May 13, 20216:00 p.m.
ONLINE
Casa Árabe’s YouTube channel. 6:00 p.m.
In French, with Spanish subtitles.

The Moroccan author has just had “In the Country of Others” published in Spanish (as “El país de los otros,” Cabaret Voltaire). On Thursday, May 13, you can watch the interview we held with her when she visited Casa Árabe.

During her brief stay at our institution, Slimani signed seven copies of her book. If you would like to have one of them, reserve it or purchase it now at our Balqís bookstore.

Leila Slimani was born in Rabat in 1981, to a Moroccan father and French-Algerian mother. After graduating from the French Lycée in Rabat, she moved to Paris to enroll at the Institut d’Etudes Politiques and then at the Ecole Supérieure de Commerce, where she majored in media studies. After working as a journalist for several years at L’Express and Jeune Afrique, she decided to devote herself to literature on a full-time basis. Her first novel, The Ogre’s Garden (2014), in which she deals with the issue of female sex addiction, was given great critical acclaim. Lullaby / The Perfect Nanny, her second novel, consolidated Slimani’s literary career when it won the Prix Goncourt for 2016. In 2017, her compelling essay Sex and Lies was published in France.

She is currently France’s representative on the International Organization of the Francophonie, a regular contributor to the newspaper Le Monde and a committed activities in the fields of human rights and sexual freedom.

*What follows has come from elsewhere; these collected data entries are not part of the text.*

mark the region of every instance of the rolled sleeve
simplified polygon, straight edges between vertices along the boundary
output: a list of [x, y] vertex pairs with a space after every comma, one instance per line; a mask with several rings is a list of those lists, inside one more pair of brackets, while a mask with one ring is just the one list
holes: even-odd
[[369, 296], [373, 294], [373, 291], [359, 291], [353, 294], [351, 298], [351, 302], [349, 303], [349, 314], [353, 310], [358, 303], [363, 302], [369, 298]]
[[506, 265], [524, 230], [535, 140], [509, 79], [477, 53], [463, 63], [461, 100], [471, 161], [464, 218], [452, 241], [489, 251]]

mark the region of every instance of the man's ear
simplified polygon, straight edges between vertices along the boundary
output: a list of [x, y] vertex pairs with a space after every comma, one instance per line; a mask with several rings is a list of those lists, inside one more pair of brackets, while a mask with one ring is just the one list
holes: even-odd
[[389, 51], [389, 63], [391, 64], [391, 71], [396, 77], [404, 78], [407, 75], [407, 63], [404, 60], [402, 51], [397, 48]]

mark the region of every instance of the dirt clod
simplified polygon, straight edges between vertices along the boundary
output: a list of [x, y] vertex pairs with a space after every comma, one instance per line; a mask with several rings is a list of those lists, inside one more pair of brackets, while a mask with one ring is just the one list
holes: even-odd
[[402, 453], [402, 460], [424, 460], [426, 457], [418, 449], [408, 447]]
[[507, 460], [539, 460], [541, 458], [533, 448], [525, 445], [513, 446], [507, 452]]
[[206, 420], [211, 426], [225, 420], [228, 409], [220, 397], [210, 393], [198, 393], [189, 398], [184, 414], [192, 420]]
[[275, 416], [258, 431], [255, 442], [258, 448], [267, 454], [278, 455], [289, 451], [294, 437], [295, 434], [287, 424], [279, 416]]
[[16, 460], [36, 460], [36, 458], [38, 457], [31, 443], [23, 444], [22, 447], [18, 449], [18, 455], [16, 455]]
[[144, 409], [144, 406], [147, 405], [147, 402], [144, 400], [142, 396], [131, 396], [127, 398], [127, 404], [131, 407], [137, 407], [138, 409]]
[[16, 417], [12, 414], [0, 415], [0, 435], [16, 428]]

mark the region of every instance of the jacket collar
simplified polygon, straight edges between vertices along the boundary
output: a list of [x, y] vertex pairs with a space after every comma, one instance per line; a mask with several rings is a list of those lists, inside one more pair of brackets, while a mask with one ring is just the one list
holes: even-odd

About “In the Country of Others”
In 1944, Mathilde, a young woman from Alsace, falls in love with Amin Belhach, a Moroccan fighter in the French army during World War Two. After Liberation is achieved, the couple travels to Morocco and settles in Meknes, a city in the French Protectorate zone with a significant presence of soldiers and colonial settlers. As he tries to make improvements to a farm inherited from his father on rocky, infertile land, she soon feels overwhelmed by the harsh environment of Morocco. Lonely and isolated in the countryside with her husband and two children, she endures mistrust from others as a foreigner and a lack of economic resources. Will this couple’s self-sacrificing work bear its fruits? The ten years in which the novel transpires coincide with the inevitable rise in tensions and violence that lead to Morocco’s independence in 1956.

All of the novel’s characters live within a “country of others”: colonial settlers, the native population, soldiers, farmers and exiles. Women, above all else, live in a country of men and must constantly fight for their emancipation.

This is the first volume in a trilogy that begins in the 1950s, following the life stories of characters inspired by Leila Slimani’s family and the change in a country, Morocco, which overcame its colonial period to rise up as an independent nation.